For the agency, these arrangements can also be very advantageous. The consultant’s skilled staff are brought on to handle technical issues, thus exposing less-experienced agency staff to more technically qualified personnel. The consultant not only provides technical depth but also becomes a resource for other agency staff—a “go-to” person who can provide both answers and guidance from a depth of experience. Agency staff learn and benefit from an on-site mentor, and projects get delivered.
Potential Challenges
However, with this promise, there can also be pitfalls. Because of the intimacy that develops when people work closely together over time, the lines between consultant and agency can become blurred. Conflicts of interest can occur—for example, in involving the consultant in consultant selection.
Without a doubt, the on-site consultant will walk a fine line between maintaining neutrality on behalf of the agency and promoting his or her firm as all good consultants must do.
In addition, it is important for the consultant’s staff members to be aware of their authority limits. While these limits completely depend on the agency’s wishes, the limits must be spelled out and understood by all. For example, can the lent consultant provide instructions directly to other consultants?
The individual selected by the consultant firm must be of unquestioned integrity and must be constantly aware of the potential for conflicts of interest as well as limits. In a staff augmentation role, the consultant must remain loyal to the agency while still remembering that the parent firm is the employer.
Some tips:
- Assign consultant staff with the requisite skills and experience, but also with excellent communication and interpersonal skills.
- Limit the engagement of consultant staff to technical matters only; avoid any involvement that might appear to be a conflict of interest.
- Identify the limits of the lent staff’s authority and document those limits.

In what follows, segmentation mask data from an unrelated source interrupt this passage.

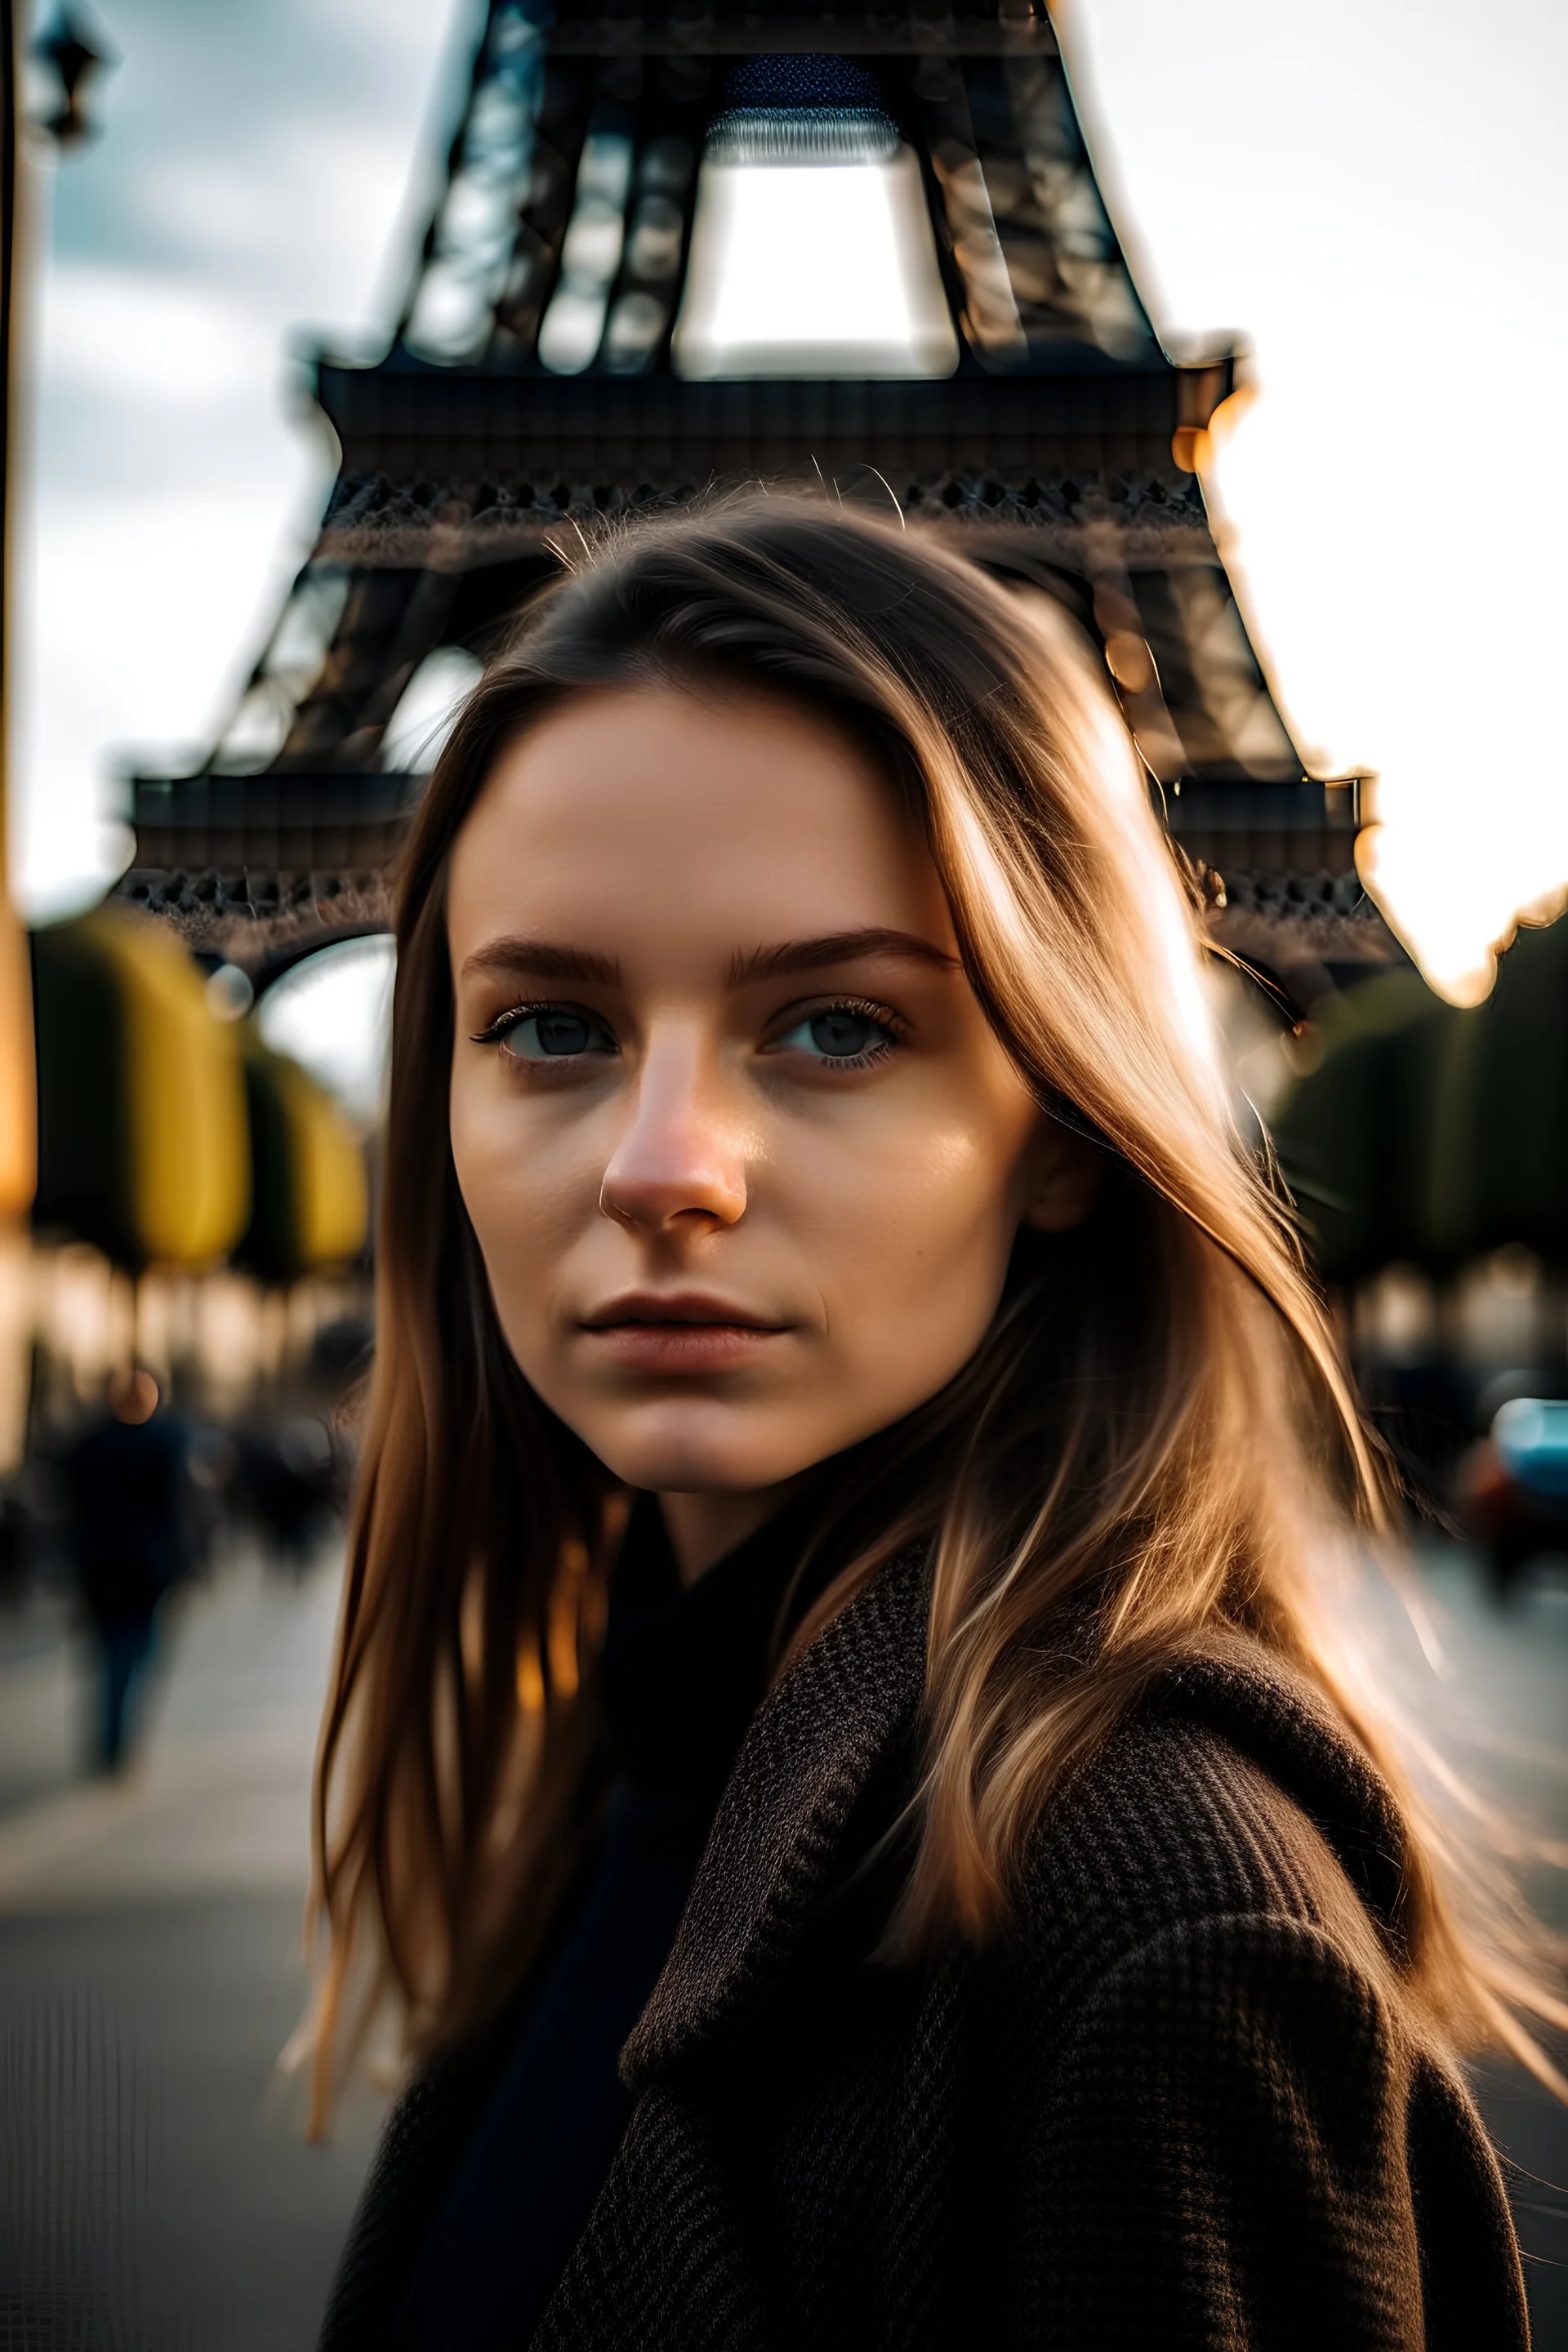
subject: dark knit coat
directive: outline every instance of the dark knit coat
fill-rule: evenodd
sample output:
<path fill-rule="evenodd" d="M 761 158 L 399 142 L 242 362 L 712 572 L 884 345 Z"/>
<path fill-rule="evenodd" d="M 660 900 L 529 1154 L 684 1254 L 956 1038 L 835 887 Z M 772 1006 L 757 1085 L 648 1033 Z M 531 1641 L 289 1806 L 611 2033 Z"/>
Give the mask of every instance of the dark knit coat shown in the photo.
<path fill-rule="evenodd" d="M 1004 1934 L 868 1959 L 925 1613 L 895 1563 L 755 1717 L 538 2352 L 1526 2346 L 1496 2160 L 1401 1996 L 1397 1817 L 1280 1670 L 1173 1671 L 1046 1808 Z M 321 2352 L 395 2345 L 492 2073 L 394 2111 Z"/>

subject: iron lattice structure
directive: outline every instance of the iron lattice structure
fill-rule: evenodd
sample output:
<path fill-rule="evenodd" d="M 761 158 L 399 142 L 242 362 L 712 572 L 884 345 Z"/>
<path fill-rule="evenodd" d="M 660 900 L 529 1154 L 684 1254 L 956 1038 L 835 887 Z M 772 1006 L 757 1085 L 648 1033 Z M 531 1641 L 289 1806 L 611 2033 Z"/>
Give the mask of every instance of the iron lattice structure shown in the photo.
<path fill-rule="evenodd" d="M 706 163 L 781 153 L 916 175 L 950 372 L 683 353 Z M 421 664 L 482 655 L 590 517 L 820 477 L 1067 602 L 1237 945 L 1379 960 L 1355 787 L 1306 776 L 1193 470 L 1235 367 L 1162 348 L 1043 0 L 490 0 L 391 348 L 317 365 L 342 458 L 316 546 L 200 772 L 135 780 L 121 893 L 253 965 L 382 923 Z"/>

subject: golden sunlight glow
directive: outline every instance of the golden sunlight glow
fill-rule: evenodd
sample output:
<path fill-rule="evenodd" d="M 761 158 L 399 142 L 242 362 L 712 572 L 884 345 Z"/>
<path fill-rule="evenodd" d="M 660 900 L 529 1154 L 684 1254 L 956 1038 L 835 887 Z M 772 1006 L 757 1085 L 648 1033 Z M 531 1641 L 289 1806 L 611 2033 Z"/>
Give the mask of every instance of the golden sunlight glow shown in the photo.
<path fill-rule="evenodd" d="M 1189 455 L 1292 731 L 1315 774 L 1376 772 L 1363 876 L 1471 1001 L 1568 881 L 1563 12 L 1051 13 L 1162 335 L 1250 346 L 1250 413 Z"/>
<path fill-rule="evenodd" d="M 1203 453 L 1215 537 L 1313 772 L 1377 772 L 1363 883 L 1432 987 L 1476 1004 L 1517 924 L 1551 920 L 1568 884 L 1568 794 L 1510 611 L 1542 554 L 1520 549 L 1486 584 L 1414 502 L 1347 502 L 1325 544 L 1301 520 L 1294 407 L 1265 387 L 1242 432 Z M 1329 449 L 1321 435 L 1314 470 L 1364 470 L 1357 432 L 1347 417 Z"/>
<path fill-rule="evenodd" d="M 37 1176 L 27 942 L 0 871 L 0 1222 L 25 1216 Z"/>
<path fill-rule="evenodd" d="M 517 1654 L 517 1703 L 524 1715 L 544 1711 L 544 1674 L 531 1641 L 524 1642 Z"/>

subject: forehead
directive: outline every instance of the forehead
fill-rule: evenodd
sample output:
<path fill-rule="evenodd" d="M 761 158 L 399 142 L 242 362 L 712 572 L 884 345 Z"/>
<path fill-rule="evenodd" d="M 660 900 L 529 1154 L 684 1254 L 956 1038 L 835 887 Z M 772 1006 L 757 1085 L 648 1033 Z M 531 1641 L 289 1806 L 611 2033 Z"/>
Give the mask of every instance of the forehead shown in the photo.
<path fill-rule="evenodd" d="M 885 926 L 948 946 L 920 835 L 869 760 L 782 700 L 585 695 L 497 761 L 454 847 L 455 962 L 511 932 L 708 962 Z"/>

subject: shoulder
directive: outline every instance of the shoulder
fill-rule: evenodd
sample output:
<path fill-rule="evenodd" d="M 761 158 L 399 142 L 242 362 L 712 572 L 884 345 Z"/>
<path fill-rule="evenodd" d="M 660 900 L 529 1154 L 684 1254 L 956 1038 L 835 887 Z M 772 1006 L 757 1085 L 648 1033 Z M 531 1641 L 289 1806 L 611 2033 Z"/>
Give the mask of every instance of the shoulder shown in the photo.
<path fill-rule="evenodd" d="M 1522 2352 L 1497 2162 L 1405 1989 L 1403 1836 L 1332 1707 L 1250 1657 L 1173 1670 L 1042 1809 L 977 2011 L 1050 2216 L 1040 2340 L 1372 2352 L 1430 2296 L 1445 2343 Z"/>
<path fill-rule="evenodd" d="M 1015 1937 L 1069 2004 L 1177 1944 L 1390 1982 L 1405 1837 L 1320 1693 L 1261 1657 L 1191 1659 L 1042 1808 Z"/>
<path fill-rule="evenodd" d="M 1394 1971 L 1296 1907 L 1189 1917 L 1029 2020 L 1002 2112 L 1050 2216 L 1042 2340 L 1373 2352 L 1436 2341 L 1435 2308 L 1445 2344 L 1524 2352 L 1479 2116 Z"/>

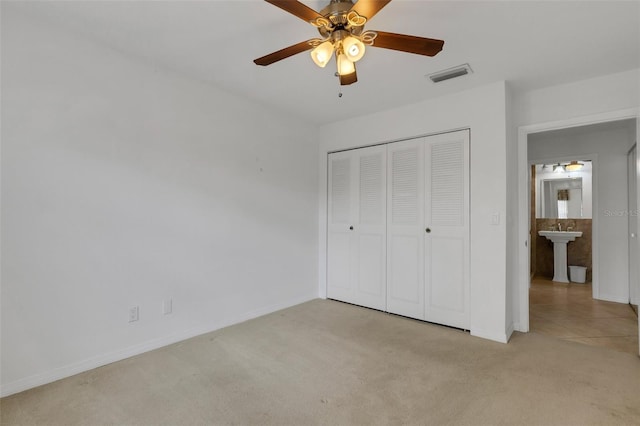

- Avoid potential or perceived conflicts of interest, particularly in consultant selection or in oversight.
- Identify in the contractual arrangements the liability, if any, of the consultant firm for any errors or omissions of the assigned staff.
Staff augmentation can be a highly effective tool to move projects along and provide training and mentoring to agency staff with less experience. But limits should be placed on lent staff’s authority to avoid the appearance of conflicts of interest.
Michael S. Ellegood, P.E., is a practicing civil engineer. He previously served as public works director, county engineer, and transportation director for Maricopa County, Arizona. He is a past president of the Arizona Society of Professional Engineers. NSPE member Neil Dobler, P.E., is a senior vice president with Bartlett & West Inc. He has served as public works director for the City of Topeka, Kansas, and is currently on the city council.